What Am I Doing?

I have been married for a year. I love my husband with all my heart. We have a two year old daughter whom I adore. I dont really know what the problem is. I feel so ****** up inside, like I can't possibly care deeply about anything. I have flirting with a friend of mine lately. I don't intend on cheating on my husband and I've made that clear to my friend but I like the way it feels to have his attention. I feel bad. I'm so broken. I feel like i'm going to cheat even though I dont want to. My husband deserves so much more. I don't know whats wrong with me. I feel like I gave up on him and everything I expected from my marriage.
cobweb10 cobweb10
22-25, F
6 Responses Jan 13, 2013

I'm the husband in a situation like yours. My wife says things like fighting and stuff made her cheat on me. BS! Just because things are not going right in your marriage does not give you the right to go out and let some other guy F you.. You talk it over with you husband or you get a divorse. I wish she had done this with me. No she did not. I got to see her on her knees with that guy f ing the s out of her and that was some thing i did not deserve. She did not care about her self, me or are 5 year old daughter when she degrated her self that way. I was inside the house where it happened and she did not care that i could and did catch them. To me she is worthless. I did not know i was not meeting her needs, how could i she never told me. I did nothing wrong. She crossed that line when she cheated. Yea we did fight over stupid stuff, but that does not give anybody the right to distroy a commeted marriage. You need to stop right now or leave your husband and only after you leave then go be a stupid *****.
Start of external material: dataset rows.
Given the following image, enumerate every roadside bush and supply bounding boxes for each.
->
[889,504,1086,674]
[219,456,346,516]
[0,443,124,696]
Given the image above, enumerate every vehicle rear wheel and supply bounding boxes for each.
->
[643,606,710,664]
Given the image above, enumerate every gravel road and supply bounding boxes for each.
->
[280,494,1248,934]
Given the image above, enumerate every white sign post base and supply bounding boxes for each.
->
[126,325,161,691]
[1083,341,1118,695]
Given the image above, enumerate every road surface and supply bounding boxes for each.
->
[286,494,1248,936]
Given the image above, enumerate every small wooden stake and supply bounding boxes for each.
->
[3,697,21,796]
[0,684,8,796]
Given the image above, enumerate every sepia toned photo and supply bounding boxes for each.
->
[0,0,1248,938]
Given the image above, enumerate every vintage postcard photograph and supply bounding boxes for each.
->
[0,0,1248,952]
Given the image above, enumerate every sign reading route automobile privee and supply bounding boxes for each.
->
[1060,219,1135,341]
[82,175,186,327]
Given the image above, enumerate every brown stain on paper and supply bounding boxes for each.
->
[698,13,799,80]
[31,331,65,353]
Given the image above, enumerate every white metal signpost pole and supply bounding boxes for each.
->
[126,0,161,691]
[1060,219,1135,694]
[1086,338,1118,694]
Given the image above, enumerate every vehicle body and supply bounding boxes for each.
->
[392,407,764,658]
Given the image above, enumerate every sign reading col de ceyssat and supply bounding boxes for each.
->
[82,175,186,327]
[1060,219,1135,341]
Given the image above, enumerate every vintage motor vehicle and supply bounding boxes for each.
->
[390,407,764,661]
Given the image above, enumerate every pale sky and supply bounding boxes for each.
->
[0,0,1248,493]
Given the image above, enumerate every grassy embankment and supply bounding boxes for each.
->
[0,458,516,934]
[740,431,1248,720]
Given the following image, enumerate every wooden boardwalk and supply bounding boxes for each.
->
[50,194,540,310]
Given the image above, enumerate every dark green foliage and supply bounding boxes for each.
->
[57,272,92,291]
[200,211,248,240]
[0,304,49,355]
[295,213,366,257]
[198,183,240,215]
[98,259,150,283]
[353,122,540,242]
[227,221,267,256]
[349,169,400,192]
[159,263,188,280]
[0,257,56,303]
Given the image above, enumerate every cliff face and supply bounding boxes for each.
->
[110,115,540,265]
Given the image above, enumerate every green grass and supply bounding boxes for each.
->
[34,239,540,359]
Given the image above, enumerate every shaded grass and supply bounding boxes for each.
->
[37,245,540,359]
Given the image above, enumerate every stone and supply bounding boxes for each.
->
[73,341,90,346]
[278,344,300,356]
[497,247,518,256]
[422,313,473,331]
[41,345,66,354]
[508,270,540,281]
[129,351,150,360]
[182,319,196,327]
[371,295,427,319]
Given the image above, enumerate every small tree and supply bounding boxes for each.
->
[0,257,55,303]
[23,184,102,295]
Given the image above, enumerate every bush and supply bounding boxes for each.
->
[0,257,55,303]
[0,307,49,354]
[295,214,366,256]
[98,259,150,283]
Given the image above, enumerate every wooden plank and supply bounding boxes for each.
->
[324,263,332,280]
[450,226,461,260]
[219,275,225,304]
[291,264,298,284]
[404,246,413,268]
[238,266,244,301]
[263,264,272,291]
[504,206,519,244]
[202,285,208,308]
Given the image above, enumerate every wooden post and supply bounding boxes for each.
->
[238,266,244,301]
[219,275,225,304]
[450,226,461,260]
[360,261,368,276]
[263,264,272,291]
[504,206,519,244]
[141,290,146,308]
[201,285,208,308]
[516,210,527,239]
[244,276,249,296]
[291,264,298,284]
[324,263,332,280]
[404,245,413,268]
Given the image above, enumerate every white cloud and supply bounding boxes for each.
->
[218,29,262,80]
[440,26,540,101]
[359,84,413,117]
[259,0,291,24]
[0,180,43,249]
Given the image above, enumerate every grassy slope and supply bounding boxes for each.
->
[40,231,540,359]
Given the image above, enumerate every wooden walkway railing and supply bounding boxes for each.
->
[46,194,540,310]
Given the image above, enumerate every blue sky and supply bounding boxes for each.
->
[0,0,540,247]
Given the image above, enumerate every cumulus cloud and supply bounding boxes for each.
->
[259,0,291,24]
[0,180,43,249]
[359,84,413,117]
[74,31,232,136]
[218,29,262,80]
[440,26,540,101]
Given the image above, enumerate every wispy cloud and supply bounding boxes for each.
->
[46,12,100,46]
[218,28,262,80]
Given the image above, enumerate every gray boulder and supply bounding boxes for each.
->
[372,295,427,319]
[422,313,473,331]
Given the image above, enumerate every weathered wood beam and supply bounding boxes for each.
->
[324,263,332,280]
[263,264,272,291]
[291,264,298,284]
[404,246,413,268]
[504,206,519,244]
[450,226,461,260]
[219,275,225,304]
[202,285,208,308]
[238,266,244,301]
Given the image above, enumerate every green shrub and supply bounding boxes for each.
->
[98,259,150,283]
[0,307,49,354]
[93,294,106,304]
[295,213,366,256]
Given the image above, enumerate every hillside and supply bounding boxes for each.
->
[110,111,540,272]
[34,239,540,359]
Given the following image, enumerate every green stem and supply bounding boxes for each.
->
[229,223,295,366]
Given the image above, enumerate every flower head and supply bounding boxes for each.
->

Hi Cob Web 10- I would take it in a different direction: It is natural for us to feel attracted to more than one person. It does not mean in the slightest that you do not love your husband. Of course you do. Throughout history, it has been normal to have multiple sexual partners. I know you feel guilty, but you shouldn't. It's not about giving up on him, or about him at all, and nothing is wrong with you! If you enjoy the attention from this other man, then enjoy it to its fullest, be completely happy, and then return to your husband a vibrantly happy woman, and let it overflow to him.

add me please

I would just go for the Other Guy a little maybe Test the waters

My husband and I have trouble connecting on an emotional level. We have a good sex life. I dont know why but I just feel like I need the other guy to not focus on the issues with my husband.

It's normal to feel that way... Is there any reason why you would pursue this? If everything is going great, then why risk it? I have a lover, but, it is with my husband's permission and it is because my husband will not have sex with me.

If had sex from my husband I wouldn't need my lover at all...

So all I am saying is I envy the people that have it all, and they should think things through before they do anything.